Convenhamos: a Holanda é um país pobre turisticamente. Não dá para comparar Fernando de Noronha com um rolé de bike nas ruas de Amsterdã. Não dá para comparar a Chapada Diamantina com um museu. Não dá para comparar a Amazônia com um centro de prostituição. Não dá para comparar o Pantanal com uma visita mórbida à casa de Anne Frank. Isso é até motivo de riso.


O turismo holandês, que movimenta milhões, é impulsionado pelos Coffe Shops.


Então, se pensarmos nisso e imaginarmos a possibilidade da legalização em nosso país, logo se abre um enorme leque de possibilidades com base no turismo psicodélico. De lucro e de criação de novos empregos para nós brasileiros, empregos esses que seriam gerados em diversos setores, não só o turístico. Empregos na produção da matéria prima, no comércio, e, através do aproveitamento de subprodutos da Cannabis, na área têxtil e até mesmo na produção de papel, com o uso de sua fibra, o que ainda diminuiria o impacto ambiental que é gerado para a obtenção deste produto através de outras fibras vegetais.


Quantos gringos não estariam dispostos, ao invés de passar suas férias gastando dinheiro na entediante Holanda, a vir para o Brasil, aproveitar a exuberância de nossas belezas naturais, enquanto curtem um bom fumo?


Porém, essa palhaçada atômica que impera no nosso país nos impede de receber as benesses que poderíamos angariar caso a Cannabis, os cogumelos, etc., fossem liberados. Digo palhaçada pois é uma hipocrisia sem tamanho: Por mais careta que você, caro leitor, seja, com certeza conhece uma penca de usuários, e pelo menos boa parte deles não é nenhum diabo feito carne, como é colocado no filminho institucional-com-maquiagem-de-rebelde mais badalado de todos os tempos, o "Tropa de Elite". Ali, fica parecendo que o usuário de Cannabis é o responsável por tudo de ruim que acontece aqui na Babilônia-021. Ora, todo mundo sabe que é o pó que movimenta o tráfico. O lucro obtido com a venda de Cannabis não chega nem perto daquele obtido com a cocaína... Se dependesse do lucro proveniente da maconha, os traficantes ainda estariam usando três-oitão velho, e não armas de guerra.
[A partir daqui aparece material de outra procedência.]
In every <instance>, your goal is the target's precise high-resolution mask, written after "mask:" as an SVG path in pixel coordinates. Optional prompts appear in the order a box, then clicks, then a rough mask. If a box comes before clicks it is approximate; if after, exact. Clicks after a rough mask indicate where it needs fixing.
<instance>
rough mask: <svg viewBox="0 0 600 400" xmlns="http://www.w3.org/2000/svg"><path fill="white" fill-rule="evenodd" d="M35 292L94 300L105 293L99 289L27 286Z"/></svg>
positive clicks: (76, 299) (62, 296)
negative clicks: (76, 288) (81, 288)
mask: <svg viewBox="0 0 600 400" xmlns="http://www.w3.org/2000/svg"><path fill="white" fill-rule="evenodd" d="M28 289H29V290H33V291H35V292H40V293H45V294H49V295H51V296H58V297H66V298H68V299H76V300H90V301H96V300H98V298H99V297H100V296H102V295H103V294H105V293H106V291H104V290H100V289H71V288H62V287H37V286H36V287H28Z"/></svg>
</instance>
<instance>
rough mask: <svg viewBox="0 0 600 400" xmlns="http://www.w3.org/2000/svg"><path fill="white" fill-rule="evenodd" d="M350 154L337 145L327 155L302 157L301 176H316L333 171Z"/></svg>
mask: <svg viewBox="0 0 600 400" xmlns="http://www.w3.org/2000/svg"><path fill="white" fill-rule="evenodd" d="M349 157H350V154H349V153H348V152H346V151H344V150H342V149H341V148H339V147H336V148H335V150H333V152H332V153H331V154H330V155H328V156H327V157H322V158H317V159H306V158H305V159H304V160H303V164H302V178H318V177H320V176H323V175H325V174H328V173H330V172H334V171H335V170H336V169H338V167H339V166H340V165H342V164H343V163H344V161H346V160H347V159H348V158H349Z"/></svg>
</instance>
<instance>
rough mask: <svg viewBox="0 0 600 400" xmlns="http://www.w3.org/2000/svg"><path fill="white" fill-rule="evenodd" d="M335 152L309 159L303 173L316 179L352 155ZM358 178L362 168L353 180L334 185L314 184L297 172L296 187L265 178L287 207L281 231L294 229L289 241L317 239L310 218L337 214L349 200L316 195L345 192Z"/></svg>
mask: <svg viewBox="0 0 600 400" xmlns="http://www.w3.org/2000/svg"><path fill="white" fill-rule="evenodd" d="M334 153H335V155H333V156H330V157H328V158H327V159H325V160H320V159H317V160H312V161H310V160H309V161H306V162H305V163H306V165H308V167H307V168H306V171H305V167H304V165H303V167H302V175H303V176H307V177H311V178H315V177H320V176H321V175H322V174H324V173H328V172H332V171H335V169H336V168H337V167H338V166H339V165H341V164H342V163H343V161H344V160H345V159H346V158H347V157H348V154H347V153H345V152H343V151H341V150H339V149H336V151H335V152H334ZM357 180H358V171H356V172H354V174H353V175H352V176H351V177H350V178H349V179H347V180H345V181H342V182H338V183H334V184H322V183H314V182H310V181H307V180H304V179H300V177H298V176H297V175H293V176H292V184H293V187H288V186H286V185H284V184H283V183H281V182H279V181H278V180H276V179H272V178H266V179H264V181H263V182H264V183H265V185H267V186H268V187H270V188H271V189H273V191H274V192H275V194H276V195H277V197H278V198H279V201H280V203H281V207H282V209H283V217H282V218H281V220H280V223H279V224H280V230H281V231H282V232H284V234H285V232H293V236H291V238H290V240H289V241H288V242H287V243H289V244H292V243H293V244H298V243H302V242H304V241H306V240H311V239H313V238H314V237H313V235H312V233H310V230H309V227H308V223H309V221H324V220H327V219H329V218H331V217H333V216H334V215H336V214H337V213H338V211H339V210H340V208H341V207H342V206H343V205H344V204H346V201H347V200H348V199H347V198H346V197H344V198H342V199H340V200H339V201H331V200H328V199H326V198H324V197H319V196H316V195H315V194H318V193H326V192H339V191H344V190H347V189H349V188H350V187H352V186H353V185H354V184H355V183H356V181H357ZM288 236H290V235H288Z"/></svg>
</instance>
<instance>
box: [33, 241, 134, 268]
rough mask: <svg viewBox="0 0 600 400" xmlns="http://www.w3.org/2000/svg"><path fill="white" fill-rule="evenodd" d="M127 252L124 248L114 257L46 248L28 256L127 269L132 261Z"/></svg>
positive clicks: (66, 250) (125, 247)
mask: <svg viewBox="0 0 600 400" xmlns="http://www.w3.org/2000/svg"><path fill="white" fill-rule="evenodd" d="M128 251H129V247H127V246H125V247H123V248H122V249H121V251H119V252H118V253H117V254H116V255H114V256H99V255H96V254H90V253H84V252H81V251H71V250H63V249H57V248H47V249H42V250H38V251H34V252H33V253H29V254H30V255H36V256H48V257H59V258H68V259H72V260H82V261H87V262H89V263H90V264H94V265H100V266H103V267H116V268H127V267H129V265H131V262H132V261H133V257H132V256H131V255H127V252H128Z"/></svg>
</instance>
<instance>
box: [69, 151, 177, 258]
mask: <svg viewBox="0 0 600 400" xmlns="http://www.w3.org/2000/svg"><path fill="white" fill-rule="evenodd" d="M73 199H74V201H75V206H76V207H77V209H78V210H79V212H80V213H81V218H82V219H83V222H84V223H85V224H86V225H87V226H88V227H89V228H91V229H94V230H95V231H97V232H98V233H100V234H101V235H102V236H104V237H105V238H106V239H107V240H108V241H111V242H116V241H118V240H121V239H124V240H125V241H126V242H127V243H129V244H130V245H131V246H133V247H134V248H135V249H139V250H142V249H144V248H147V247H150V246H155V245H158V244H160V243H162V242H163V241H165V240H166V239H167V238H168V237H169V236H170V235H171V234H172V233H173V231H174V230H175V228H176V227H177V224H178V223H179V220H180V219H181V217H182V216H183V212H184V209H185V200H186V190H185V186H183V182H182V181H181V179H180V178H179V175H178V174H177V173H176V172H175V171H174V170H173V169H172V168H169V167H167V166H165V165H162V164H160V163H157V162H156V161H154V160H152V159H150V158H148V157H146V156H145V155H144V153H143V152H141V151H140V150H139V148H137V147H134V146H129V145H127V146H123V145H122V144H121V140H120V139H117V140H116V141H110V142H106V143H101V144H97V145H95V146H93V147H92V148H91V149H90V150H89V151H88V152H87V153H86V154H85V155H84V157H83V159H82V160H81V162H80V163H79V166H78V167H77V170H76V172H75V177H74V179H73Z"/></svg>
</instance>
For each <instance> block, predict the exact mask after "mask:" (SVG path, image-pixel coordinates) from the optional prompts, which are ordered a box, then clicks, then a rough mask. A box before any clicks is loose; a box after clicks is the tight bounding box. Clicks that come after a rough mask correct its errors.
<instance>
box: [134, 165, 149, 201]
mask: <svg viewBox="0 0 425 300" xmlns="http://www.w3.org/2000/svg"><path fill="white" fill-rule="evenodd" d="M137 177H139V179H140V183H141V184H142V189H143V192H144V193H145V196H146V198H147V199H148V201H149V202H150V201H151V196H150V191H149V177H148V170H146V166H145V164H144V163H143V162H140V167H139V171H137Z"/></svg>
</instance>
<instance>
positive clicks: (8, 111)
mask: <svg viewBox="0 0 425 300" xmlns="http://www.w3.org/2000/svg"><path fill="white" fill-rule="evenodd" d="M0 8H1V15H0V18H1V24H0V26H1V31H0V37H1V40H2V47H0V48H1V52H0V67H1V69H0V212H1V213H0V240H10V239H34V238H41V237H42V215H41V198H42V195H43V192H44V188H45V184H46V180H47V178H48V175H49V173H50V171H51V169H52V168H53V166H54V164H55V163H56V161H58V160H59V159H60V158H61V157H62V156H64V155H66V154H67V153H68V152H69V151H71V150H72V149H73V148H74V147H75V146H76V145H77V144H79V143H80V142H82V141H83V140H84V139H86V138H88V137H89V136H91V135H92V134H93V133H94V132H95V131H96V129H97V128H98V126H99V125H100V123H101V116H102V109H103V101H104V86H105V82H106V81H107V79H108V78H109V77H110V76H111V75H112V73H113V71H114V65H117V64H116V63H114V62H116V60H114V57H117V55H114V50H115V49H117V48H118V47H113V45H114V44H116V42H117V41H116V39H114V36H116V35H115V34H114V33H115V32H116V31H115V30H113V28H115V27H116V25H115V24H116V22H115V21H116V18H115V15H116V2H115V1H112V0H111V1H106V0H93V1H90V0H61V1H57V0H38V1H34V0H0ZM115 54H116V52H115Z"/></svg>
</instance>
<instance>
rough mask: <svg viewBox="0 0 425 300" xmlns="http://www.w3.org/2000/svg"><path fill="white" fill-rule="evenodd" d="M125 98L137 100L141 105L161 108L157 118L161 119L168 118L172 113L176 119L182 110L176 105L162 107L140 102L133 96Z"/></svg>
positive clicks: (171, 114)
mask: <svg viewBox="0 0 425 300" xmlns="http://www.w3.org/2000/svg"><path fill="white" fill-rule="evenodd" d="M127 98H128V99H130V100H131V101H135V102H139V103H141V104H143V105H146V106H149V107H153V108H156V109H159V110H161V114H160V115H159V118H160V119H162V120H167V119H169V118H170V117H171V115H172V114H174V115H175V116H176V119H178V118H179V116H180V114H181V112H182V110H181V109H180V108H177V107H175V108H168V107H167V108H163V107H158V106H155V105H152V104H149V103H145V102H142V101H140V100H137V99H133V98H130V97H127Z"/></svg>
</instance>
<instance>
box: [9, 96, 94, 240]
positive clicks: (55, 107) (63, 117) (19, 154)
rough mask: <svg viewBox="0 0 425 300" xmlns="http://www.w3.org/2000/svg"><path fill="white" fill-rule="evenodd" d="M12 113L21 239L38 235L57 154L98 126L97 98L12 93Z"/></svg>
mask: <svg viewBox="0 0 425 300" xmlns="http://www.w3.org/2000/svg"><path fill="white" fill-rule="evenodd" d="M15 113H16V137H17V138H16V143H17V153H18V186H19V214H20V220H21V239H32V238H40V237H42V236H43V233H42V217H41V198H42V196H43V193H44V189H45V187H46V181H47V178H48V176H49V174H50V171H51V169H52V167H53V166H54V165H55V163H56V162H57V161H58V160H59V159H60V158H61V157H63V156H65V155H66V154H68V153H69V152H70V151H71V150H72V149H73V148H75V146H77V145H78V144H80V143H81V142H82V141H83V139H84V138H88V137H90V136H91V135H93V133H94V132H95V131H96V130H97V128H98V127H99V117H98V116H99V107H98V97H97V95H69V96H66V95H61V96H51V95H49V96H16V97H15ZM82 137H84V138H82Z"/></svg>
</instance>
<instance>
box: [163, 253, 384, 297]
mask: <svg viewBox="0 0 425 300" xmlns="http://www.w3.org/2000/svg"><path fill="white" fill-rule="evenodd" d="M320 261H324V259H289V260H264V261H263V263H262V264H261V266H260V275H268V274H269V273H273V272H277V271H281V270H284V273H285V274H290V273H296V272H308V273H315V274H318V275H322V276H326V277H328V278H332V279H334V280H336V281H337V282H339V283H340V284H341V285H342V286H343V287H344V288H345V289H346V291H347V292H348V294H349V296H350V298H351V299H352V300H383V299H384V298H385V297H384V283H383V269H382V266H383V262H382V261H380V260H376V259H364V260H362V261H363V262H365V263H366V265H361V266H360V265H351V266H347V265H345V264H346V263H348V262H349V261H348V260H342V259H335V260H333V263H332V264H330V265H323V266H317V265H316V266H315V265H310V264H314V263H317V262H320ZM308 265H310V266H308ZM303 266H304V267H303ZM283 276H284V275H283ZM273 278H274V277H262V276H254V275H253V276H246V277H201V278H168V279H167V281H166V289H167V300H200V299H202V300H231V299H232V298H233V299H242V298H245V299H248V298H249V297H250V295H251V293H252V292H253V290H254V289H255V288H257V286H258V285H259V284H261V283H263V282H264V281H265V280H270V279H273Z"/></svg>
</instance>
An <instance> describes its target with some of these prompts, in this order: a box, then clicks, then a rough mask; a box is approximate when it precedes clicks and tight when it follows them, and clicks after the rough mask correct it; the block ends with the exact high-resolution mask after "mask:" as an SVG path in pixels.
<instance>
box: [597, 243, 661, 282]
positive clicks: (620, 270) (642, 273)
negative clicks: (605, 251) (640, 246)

Creio que o governo Lula já tem a legalização em mente. Nosso ministro da cultura é usuário confesso, e a nova lei que descriminalizou o usuário são prova disso. Porém, nossa sociedade católico-cristã, que preza pela moral e bons costumes, não dará a reeleição à um presidente que libere o uso de "drogas"... Entretanto, a exemplo do que ocorreu durante a Lei Seca que vigorou nos EUA durante a década de 20 do século passado, é a proibição que cria os gangsters, porque, verdade seja dita: podem proibir o que for, que sempre haverá mercado para o que for proibido, e onde há mercado, há quem esteja disposto a lucrar com isso...



"Em vez de surtir os efeitos previstos, acabou (a Lei Seca) por tornar-se um desastre. Com a fabricação clandestina, sem nenhuma fiscalização, a qualidade da bebida caiu e, em vários casos acabou por prejudicar as pessoas que ingeriam misturas tóxicas como óleo de cozinha com água de colônia, de fluido de isqueiro a sucos e xaropes rusticamente fermentados. Com a ilegalidade aumentou a proliferação de gangsters e a corrupção policial." Texto extraído de Wikipédia, enciclopédia livre da Internet.


Então, quando o "herói" Nascimento, durante uma cena em que o BOPE entra na favela e mata alguns traficantes e após isso, no decorrer de uma sessão de tortura do "vapor", pergunta à ele quem foi que matou aquelas pessoas, todo aquele que é contra a legalização deveria dizer em voz alta: FUI EU!